Como começa o planejamento do implante dentário?
O primeiro passo é o diagnóstico. Nessa fase, o cirurgião-dentista avalia a saúde bucal, o histórico médico, a quantidade de osso disponível, a gengiva, a mordida e os hábitos do paciente.
Exames clínicos e de imagem ajudam a responder perguntas essenciais: há osso suficiente? Existe inflamação gengival? O espaço entre os dentes está adequado? A região tem proximidade com nervos, seio maxilar ou outras estruturas anatômicas?
Um dos exames mais usados é a tomografia computadorizada de feixe cônico, conhecida como cone beam. Ela permite visualizar altura, largura e densidade óssea em três dimensões.
Por que o planejamento reverso é importante?
No implante dentário moderno, o planejamento não começa apenas pelo osso. Ele começa pelo resultado protético desejado.
Isso é chamado de planejamento reverso: primeiro se pensa onde o dente final precisa ficar para mastigar bem e parecer natural; depois se define a melhor posição cirúrgica do implante.
Essa lógica evita que o implante seja colocado em uma posição tecnicamente possível, mas inadequada para receber uma coroa funcional e estética.
O que acontece antes da cirurgia do implante?
Antes da cirurgia, pode ser necessário tratar cáries, doença periodontal, infecções, bruxismo não controlado ou problemas de higiene oral.
Quando há perda óssea importante, o paciente pode precisar de enxerto ósseo. O enxerto ajuda a reconstruir volume ósseo para que o implante tenha suporte adequado.
Em algumas regiões posteriores da maxila, pode ser indicado o levantamento do seio maxilar. Esse procedimento aumenta a altura óssea disponível abaixo do seio maxilar, permitindo a instalação segura do implante.
Todo paciente precisa de enxerto ósseo?
Não. Muitos pacientes apresentam osso suficiente para receber o implante diretamente.

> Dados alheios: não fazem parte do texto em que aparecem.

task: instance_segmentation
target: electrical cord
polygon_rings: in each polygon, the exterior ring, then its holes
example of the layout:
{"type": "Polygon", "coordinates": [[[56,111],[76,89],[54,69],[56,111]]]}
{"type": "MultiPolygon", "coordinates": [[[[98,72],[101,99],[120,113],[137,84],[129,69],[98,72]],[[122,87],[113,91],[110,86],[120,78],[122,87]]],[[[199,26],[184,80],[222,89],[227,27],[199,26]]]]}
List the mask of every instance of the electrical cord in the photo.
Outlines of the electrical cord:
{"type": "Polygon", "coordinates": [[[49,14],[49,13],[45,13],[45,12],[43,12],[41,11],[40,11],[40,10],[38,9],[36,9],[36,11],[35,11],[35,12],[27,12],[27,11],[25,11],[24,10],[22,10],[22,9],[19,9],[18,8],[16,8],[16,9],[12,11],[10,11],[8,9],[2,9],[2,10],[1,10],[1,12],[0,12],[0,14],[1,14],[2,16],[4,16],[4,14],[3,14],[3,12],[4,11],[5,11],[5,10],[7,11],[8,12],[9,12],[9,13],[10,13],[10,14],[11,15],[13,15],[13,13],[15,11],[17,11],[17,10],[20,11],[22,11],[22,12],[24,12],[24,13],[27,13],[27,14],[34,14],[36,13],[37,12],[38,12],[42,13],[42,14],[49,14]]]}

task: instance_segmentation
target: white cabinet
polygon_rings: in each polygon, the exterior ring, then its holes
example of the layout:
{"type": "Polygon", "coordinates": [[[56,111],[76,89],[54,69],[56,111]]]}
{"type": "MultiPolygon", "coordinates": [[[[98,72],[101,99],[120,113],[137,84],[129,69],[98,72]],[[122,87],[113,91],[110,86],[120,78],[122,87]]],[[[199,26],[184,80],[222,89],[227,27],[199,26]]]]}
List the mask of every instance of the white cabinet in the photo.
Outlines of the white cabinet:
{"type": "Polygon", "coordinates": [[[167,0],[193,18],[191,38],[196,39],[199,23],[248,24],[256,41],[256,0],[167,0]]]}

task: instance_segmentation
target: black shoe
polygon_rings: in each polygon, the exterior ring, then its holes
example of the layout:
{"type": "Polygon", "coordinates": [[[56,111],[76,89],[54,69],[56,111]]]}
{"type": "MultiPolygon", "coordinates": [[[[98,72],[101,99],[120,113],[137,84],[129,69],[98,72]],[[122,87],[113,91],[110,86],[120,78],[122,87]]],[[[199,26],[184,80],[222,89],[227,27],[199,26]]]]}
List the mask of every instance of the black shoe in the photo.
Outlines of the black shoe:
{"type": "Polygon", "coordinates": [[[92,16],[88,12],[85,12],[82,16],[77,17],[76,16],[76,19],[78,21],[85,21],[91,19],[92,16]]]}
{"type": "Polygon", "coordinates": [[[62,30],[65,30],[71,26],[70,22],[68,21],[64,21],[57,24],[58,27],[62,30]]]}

O enxerto é indicado quando a perda óssea compromete a estabilidade do implante, a estética da gengiva ou a segurança da cirurgia. A necessidade depende da avaliação clínica e tomográfica.
Como é feita a cirurgia do implante dentário?

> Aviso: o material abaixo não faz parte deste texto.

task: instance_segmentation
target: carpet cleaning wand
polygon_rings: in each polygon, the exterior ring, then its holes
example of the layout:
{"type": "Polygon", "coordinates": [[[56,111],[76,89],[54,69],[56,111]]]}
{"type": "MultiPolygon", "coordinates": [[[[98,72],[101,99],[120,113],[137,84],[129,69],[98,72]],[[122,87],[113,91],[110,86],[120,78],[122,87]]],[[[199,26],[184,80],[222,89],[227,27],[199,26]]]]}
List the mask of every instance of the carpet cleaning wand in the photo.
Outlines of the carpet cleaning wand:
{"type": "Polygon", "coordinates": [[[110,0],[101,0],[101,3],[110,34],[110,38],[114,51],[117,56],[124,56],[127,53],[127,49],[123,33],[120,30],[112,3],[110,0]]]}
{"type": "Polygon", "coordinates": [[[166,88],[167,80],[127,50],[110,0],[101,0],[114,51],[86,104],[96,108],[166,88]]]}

A cirurgia é realizada com anestesia local na maioria dos casos. Em situações específicas, pode haver sedação, sempre com critérios clínicos adequados.
Após a anestesia, o profissional acessa a gengiva e prepara o leito ósseo onde o implante será instalado. Esse preparo é feito com brocas cirúrgicas específicas, em sequência controlada, respeitando diâmetro, profundidade e qualidade do osso.
O implante é então inserido no osso com precisão. Um dos pontos avaliados nesse momento é a estabilidade primária, que é a firmeza mecânica inicial do implante logo após sua instalação.
O que é estabilidade primária?
A estabilidade primária é o travamento inicial do implante no osso. Ela depende da qualidade óssea, do desenho do implante, da técnica cirúrgica e do torque de inserção.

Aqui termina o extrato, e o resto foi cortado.